# Clipping guinea's wings?



## simka2 (Sep 27, 2011)

Do you think it would help keep them around? :shrug: I have had one group completely disappear. I have another group that we have raised from keets. I have let one or two out at a time and they come back either in the evening or early morning. I just have this feeling if I let them all out they will be gone. But, they are outgrowing their area and I need them to free range. Thoughts?


----------



## mekasmom (Jan 19, 2010)

Haven't you ever heard the saying that you buy guineas for your neighbors? They really like to fly away.
You can clip the wings if you want to. It would keep them on the ground. You do it just like you clip any bird's wings. Extend the wing and clip close to the wing except the last couple of thick feathers.


----------



## Cliff (Jun 30, 2007)

If you raised them from keets they will stay around.


----------



## BackfourtyMI. (Sep 3, 2007)

We bought our first one's as adults & then last year I hatched out some of their eggs. All of ours are all still here & they free range. I kept the adults in a pen with a top for almost 2 weeks before turning them loose. I throw a couple handfuls of scratch grain out once a day so they know they eat here.
Did the same with the keets I hatched out & they have been here a year now.
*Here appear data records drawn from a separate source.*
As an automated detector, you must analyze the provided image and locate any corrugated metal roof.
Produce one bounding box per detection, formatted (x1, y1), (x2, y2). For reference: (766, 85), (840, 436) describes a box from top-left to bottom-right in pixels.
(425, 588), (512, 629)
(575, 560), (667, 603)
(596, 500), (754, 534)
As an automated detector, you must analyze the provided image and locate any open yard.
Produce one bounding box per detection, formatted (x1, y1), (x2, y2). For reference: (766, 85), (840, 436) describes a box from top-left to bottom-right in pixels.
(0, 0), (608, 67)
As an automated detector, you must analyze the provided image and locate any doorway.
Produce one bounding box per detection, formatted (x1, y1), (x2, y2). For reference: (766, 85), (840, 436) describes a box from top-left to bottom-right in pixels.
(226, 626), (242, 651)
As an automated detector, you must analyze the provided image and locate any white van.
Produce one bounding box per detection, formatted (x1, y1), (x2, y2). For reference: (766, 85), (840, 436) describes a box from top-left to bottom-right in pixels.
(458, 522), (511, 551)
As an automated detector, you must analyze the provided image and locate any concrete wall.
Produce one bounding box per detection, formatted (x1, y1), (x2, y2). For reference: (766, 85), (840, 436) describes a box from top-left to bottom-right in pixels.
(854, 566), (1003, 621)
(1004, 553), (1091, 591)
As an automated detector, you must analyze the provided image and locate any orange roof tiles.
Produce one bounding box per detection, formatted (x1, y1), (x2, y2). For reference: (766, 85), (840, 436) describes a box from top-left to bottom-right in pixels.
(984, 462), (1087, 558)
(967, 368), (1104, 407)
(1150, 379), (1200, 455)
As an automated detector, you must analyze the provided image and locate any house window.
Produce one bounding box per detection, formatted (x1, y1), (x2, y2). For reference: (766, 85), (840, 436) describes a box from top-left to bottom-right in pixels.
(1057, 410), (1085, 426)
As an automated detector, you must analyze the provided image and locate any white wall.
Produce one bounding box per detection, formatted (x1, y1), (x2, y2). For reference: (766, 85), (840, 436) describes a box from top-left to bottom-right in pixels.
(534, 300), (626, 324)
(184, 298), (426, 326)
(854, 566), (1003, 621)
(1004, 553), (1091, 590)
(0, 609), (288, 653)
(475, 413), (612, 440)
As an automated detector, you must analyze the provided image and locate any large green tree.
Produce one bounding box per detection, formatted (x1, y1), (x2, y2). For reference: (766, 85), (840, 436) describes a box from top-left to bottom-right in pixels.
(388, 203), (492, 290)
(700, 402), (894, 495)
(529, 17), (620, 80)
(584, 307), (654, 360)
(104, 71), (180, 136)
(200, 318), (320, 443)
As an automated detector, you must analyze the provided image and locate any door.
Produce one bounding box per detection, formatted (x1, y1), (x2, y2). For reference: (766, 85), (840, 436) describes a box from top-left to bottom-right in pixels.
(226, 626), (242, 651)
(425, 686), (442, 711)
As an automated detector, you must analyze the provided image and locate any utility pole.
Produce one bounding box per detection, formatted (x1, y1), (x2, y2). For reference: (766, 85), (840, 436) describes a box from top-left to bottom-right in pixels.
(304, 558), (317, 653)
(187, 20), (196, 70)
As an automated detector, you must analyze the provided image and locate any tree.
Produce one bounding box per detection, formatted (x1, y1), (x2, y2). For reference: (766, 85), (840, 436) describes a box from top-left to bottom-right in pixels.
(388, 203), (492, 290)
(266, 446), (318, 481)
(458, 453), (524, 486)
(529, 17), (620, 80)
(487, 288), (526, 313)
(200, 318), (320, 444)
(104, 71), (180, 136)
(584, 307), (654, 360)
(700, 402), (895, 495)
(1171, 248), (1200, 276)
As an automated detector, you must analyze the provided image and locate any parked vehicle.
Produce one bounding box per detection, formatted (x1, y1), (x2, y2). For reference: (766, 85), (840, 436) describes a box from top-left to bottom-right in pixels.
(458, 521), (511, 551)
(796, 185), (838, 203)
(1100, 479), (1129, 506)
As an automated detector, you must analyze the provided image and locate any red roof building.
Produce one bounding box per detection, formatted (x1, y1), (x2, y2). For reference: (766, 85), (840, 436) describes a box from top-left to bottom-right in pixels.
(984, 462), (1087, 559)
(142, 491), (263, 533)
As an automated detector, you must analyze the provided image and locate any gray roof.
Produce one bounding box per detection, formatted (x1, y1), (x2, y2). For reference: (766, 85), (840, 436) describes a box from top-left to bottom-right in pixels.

Do you thrown them out seeds to eat each day? Mine will come when we call them just for the feed.


----------



## simka2 (Sep 27, 2011)

I did it all! Kept them together in the coop for 2 weeks. Then the next week I only released one or two at a time. Always fed at the same time, same place. Once I let all of them out together it took all of 3 days for them to fly away! Those were a group I got as adults.

So, this group is younger, but I want to make it as difficult as possible for them to run away.


----------



## PD-Riverman (May 24, 2007)

I would Never buy adult Guinea's unless I was planning to keep them closed up and collect their eggs to hatch out. Then re-sale the adults.


----------



## KSALguy (Feb 14, 2006)

adult guineas will not stay around 99.99999% of the time if you buy them from someone else and move them to a new home, they will just walk away, clipping their wings will not help, if you raise them from keets then you wont have that problem, they know where home is and stay, yes they will wander far and wide but will stay home,


----------